There are a lot of groups advocating for transit in Boston, including Transit Matters. However, when one group puts forth a true vision- a Boston FasTracks so to speak- then I think a lot of people, including the railfans on AB, will join the ranks of advocates and start pushing for change.
 
Re: North-South Rail Link

Sounds a bit like the $100 Billion transportation plan Gov. Malloy released for Connecticut this year, with the exception that the CT plan doesn't have funding worked out yet, and is for both highway and transit projects.

http://transformct.info/
 
Re: North-South Rail Link

North-South Rail Link is officially being reexamined.

North-South Rail Link gets another look

By Shirley Leung GLOBE STAFF FEBRUARY 23, 2016

For a long time after 2003, the North-South Rail Link seemed dead. That’s when Governor Mitt Romney killed it, the price topping $8 billion.

But now after heavy lobbying from two former governors, Mike Dukakis and Bill Weld, and a star-studded support group that includes Congressman Seth Moulton – the state transportation department will spend up to $2 million on a study.
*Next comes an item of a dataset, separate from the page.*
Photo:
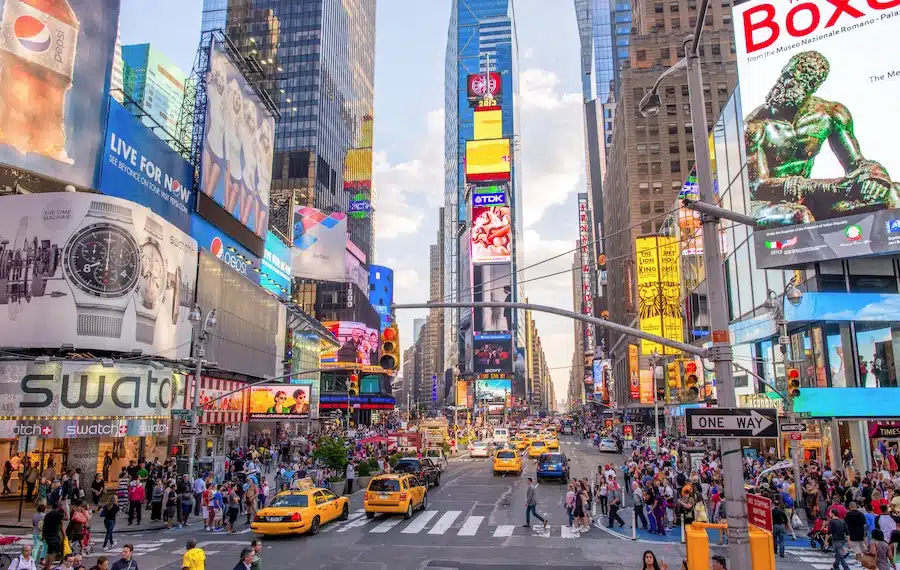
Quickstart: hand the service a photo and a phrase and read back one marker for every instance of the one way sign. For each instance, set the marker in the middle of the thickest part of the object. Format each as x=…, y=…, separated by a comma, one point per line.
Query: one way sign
x=732, y=422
That’s peanuts for a project of this complexity – building a mile-long underground tunnel to connect North and South stations – but Dukakis will take it.

“That’s all we are looking for. A lot of work has been done on this,” said the former governor referring to previous analysis the state has undertaken.

Dukakis figures a follow up study can be done in six months and that should “give a good sense” of whether the link is viable.

While the Baker administration favors the $1.6 billion expansion of South Station, transportation secretary Stephanie Pollack is taking another look at connecting the city’s two main transit hubs. That’s because one of the thorniest issues with a bigger South Station is where to store trains.